Faced with an increase in COVID-19 cases, the La Grande Aventure en Anglais camp has been forced to suspend its activities.
“My children have been waiting for several months to go there,” says Vanessa Giguère. We are extremely disappointed. When the children were brought in, they spent five minutes checking everyone’s hair to make sure none of them had lice. I think they could have taken the time to test everyone quickly and another 48 hours later to make sure no one was carrying the virus. »
Patricia Dumont and Hélène Dufour, two mothers who had also traveled to Saint-Donat to pick up their children, were disappointed. However, they agreed with the company’s actions, which specifically urged parents to provide masks to campers.
“I don’t see a failure there given the kind of measures that are currently in place in society,” comments Hélène Dufour.
Variable preventive measures
As of May 3rd, holiday camps are no longer subject to health measures. They are asked to follow the recommendations of the ACQ in agreement with Public Health, taking into account their environment, their activities and their clientele, explains Valérie Desrosiers, communications coordinator of the Association des camps du Québec.
“We are noticing an increase in COVID-19 cases in the camps, but we are experiencing the same situation in the general population,” she said in an interview with La Presse.
“I don’t think The Great Adventure in English, or any other camp that has had to close, hasn’t addressed the special risk situation,” she said.
COVID-19 appears to be a very egalitarian lottery that can potentially fall on everyone.
Valérie Desrosiers, Communications Coordinator of the Association des camps du Québec
The management of the English learning camp did not want to answer our questions.
According to other ACQ member camps, the number of cases of infection among monitors would be higher than among campers. But given the shortage of workers, it is becoming difficult for the camps to provide this service, notes Valérie Desrosiers.
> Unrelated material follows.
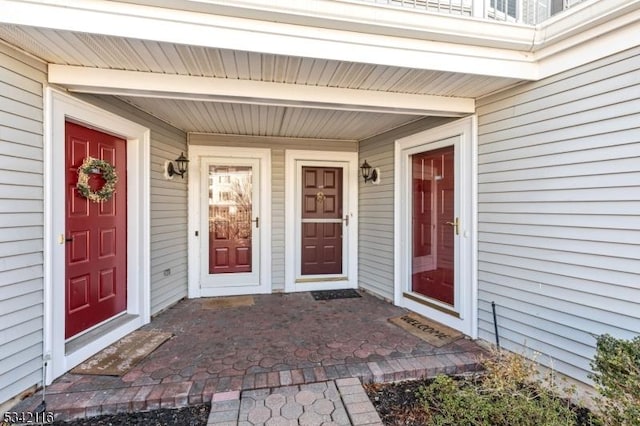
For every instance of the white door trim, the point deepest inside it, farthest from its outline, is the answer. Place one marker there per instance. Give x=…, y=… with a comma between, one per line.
x=196, y=155
x=294, y=161
x=60, y=107
x=464, y=131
“At the moment we only have isolated cases, so we are relatively spared,” says Thomas Lepage-Gouin, general manager of the Le Manoir camp and chairman of the ACQ board. “The possibility of a closure is a risk that we must manage. We are not immune to anything, but we are putting every opportunity on our side so that it works and we can offer our services throughout the summer. »
The impact on children
Since the beginning of the summer, numerous cases of COVID-19 have upset the plans not only of campers but also of staff, reports Gabriel Bigaouette, general manager of Camps Odyssée. “It’s starting to get pretty worrying. »
Mr Bigaouette recalled the impact of the pandemic on young people’s mental health and the importance of camps for their development. For him, it’s “heartbreaking” to bring a youth home, lose a monitor, cancel activities or close camp entirely.
“We just feel like kids are still paying the price, a lot more than the rest of society,” he says.
Young Alexis’ mother, Patricia Dumont, wasn’t particularly surprised by the announcement of Camp La Grande Aventure en Anglais: “It’s like a habit. Disappointments like this have happened to us every day since the beginning of COVID-19. »
Her 9-year-old son still fondly remembers his only week at the camp. “Although it’s disappointing to lose my friends so early, I really had a great experience there,” said the boy.